見知らぬ彼に囚われて 〜彼女は悪魔の手に堕ちる〜

ちぐはぐな自分/縄を掛けられて……

 自分は料理の他、家事も問題なくこなせるらしい。
 しかも何がどこにあるのかがなんとなく分かるうえ、掃除をするにしてもどう始めるかを考える前に身体が動くことも。

 レオナは自分の思考と身体がバラバラな気がした。
 これだけこの家のことが出来るということは男の言う通り記憶のない頃から自分はここにいて、その感覚が残っているということ。

 本当に思い出せないだけなのだと。


「……さすがだレオナ、よく感覚を思い出したね。では次は、私自身の与える感覚を覚えてもらおうか」

 彼女が逃げ出さないよう一日近くで見張っていた男は、レオナが家事を終え入浴を済ませると後ろから抱きすくめてそう笑った。
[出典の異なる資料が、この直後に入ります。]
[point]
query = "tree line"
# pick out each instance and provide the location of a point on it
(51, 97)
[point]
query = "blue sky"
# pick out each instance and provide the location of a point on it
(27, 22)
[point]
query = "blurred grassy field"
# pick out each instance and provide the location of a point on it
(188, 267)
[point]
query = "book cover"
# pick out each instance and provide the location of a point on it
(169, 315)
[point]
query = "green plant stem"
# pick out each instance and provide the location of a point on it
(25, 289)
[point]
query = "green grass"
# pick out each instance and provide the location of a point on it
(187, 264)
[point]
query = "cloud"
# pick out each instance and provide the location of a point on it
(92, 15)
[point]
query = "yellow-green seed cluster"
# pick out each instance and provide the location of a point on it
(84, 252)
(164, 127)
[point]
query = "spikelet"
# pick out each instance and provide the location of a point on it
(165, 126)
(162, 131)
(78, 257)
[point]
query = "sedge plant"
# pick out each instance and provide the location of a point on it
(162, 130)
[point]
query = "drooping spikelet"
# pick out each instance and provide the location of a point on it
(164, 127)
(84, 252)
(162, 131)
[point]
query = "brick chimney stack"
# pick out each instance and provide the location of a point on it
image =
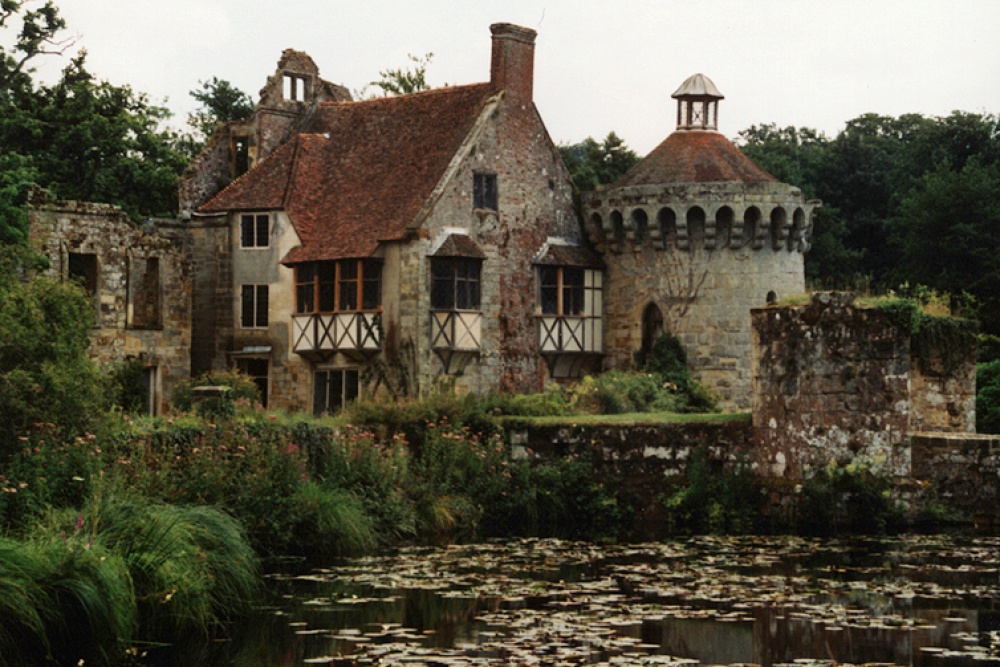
(513, 64)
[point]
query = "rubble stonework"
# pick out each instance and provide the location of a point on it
(274, 118)
(140, 281)
(964, 469)
(693, 236)
(836, 381)
(391, 180)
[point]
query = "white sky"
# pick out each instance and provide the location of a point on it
(600, 65)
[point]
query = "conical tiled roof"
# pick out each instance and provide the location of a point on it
(695, 157)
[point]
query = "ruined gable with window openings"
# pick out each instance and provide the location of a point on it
(138, 277)
(404, 235)
(427, 236)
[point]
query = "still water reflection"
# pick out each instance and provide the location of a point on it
(929, 601)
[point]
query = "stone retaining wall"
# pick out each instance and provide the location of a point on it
(963, 468)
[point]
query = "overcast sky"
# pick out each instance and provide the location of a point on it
(600, 65)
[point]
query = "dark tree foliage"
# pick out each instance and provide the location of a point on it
(593, 165)
(45, 373)
(988, 397)
(908, 199)
(403, 81)
(38, 36)
(221, 102)
(16, 177)
(801, 157)
(81, 138)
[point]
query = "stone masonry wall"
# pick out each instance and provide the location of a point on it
(535, 202)
(703, 254)
(705, 297)
(964, 469)
(142, 287)
(212, 313)
(835, 381)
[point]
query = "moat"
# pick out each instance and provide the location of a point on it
(924, 600)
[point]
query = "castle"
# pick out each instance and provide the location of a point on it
(324, 242)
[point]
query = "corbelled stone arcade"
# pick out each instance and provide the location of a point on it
(693, 237)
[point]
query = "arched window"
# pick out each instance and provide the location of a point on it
(779, 220)
(751, 226)
(696, 227)
(640, 221)
(798, 230)
(652, 327)
(723, 227)
(667, 220)
(617, 227)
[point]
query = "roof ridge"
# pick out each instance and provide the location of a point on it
(420, 93)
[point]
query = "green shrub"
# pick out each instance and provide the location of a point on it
(668, 359)
(988, 397)
(63, 600)
(561, 498)
(331, 522)
(192, 567)
(714, 498)
(850, 499)
(46, 375)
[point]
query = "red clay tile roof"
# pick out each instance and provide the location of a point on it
(695, 157)
(361, 172)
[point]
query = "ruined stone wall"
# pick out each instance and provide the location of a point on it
(211, 307)
(703, 254)
(141, 284)
(535, 202)
(835, 381)
(964, 469)
(290, 376)
(271, 124)
(705, 297)
(943, 393)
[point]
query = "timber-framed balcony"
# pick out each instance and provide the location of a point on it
(321, 335)
(570, 344)
(456, 337)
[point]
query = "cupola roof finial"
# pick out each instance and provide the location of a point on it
(697, 104)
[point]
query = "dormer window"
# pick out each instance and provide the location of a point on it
(295, 87)
(484, 191)
(240, 155)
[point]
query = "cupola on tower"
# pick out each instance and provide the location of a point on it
(694, 236)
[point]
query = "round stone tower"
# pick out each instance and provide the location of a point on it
(694, 236)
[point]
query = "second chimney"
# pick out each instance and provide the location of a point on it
(513, 64)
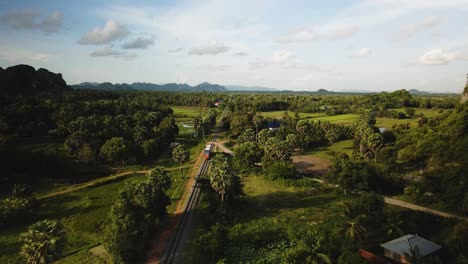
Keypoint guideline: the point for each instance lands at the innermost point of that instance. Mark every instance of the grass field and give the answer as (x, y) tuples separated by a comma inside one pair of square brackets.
[(348, 119), (345, 146), (184, 115), (271, 208), (84, 210), (82, 213)]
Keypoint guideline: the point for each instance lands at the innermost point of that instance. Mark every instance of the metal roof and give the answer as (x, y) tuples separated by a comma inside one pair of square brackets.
[(404, 244)]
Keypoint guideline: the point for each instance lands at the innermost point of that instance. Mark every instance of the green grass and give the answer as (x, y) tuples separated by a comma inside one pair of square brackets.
[(345, 119), (270, 208), (82, 213), (345, 146)]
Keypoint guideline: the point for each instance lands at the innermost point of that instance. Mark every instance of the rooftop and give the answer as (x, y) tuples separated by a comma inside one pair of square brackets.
[(404, 244)]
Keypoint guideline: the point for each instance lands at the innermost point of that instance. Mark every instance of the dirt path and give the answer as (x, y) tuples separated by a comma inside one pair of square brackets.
[(415, 207), (161, 238), (91, 183), (220, 146), (311, 164)]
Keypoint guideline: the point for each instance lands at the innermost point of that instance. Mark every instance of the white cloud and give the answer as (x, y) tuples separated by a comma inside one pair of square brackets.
[(211, 67), (297, 36), (241, 54), (30, 20), (109, 52), (213, 48), (110, 32), (364, 52), (412, 29), (279, 57), (324, 33), (138, 43), (176, 50), (17, 55), (437, 57)]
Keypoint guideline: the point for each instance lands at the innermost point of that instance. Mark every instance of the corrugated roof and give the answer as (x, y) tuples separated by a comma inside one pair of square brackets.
[(404, 244)]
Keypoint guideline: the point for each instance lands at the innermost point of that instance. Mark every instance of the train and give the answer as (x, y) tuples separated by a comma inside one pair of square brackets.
[(207, 151)]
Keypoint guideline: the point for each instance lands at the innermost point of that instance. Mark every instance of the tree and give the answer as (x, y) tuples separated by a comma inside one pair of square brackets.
[(347, 174), (74, 142), (114, 150), (180, 155), (223, 180), (220, 175), (375, 142), (197, 120), (246, 155), (310, 248), (257, 120), (43, 242), (352, 228), (247, 136)]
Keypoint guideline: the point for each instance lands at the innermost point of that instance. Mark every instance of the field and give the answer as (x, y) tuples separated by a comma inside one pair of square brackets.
[(82, 213), (271, 208), (184, 115), (348, 119), (345, 146), (83, 210)]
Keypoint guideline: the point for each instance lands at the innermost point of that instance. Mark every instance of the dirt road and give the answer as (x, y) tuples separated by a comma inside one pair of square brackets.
[(415, 207), (91, 183)]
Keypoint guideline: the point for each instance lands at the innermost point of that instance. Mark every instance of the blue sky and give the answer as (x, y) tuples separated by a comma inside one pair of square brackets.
[(373, 45)]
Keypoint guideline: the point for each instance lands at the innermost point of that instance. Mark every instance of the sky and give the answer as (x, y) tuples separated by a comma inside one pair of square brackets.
[(362, 45)]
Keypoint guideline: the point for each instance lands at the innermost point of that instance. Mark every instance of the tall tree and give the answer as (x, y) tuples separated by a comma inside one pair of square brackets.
[(114, 150), (180, 154), (43, 242), (257, 120)]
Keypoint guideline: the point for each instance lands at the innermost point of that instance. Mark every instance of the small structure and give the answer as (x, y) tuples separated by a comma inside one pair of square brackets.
[(399, 248), (382, 129), (274, 125)]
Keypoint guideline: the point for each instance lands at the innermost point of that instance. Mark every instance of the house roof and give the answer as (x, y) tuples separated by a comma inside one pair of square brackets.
[(404, 244)]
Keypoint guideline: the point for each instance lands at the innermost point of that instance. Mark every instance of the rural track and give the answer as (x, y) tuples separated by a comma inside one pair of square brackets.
[(92, 183), (178, 240)]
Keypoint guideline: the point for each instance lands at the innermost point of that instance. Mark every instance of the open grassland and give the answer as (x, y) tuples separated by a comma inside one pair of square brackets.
[(83, 208), (348, 119), (345, 146), (82, 213), (271, 208)]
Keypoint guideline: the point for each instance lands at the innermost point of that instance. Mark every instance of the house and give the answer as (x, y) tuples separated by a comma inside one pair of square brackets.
[(274, 125), (399, 248)]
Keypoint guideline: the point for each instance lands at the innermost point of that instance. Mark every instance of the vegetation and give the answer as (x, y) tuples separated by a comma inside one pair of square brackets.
[(255, 207)]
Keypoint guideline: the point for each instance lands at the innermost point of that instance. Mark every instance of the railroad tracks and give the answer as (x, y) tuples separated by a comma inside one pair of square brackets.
[(173, 253)]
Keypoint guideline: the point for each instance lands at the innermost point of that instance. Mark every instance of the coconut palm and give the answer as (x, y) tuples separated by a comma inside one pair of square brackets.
[(353, 228), (43, 242), (311, 245)]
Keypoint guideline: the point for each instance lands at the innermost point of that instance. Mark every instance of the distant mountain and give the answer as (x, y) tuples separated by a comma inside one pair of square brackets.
[(25, 80), (174, 87), (250, 88), (417, 92)]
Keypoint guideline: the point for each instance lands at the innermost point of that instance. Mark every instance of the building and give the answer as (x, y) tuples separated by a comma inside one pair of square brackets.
[(399, 248), (274, 125)]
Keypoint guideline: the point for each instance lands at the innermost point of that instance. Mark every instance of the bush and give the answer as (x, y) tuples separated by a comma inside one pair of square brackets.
[(281, 170), (15, 210)]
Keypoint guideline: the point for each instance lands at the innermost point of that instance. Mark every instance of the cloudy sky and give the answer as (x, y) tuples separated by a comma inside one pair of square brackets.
[(374, 45)]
「こうしなければ君が暴れるからね……私の今の力では抑えることは出来ないだろう。また縛らせてもらうよ」

 ベッドに横たわらされた彼女は身体中に与えられる、男の唇の感覚に耐えていた。
 身体中を縛られた縄がキシキシと音を立てて彼女の反応して動こうとする身体を抑えつけている。

「気分はどうだい、レオナ」

 男の嫌味な問いかけに、彼女は感じないふりで潤んだ目を閉じ口を利かないまま懸命に耐える。

「……もうこんなになっているのに。本当に、身体だけは従順だよ君は」

 身体中を嬲りながら男は笑う。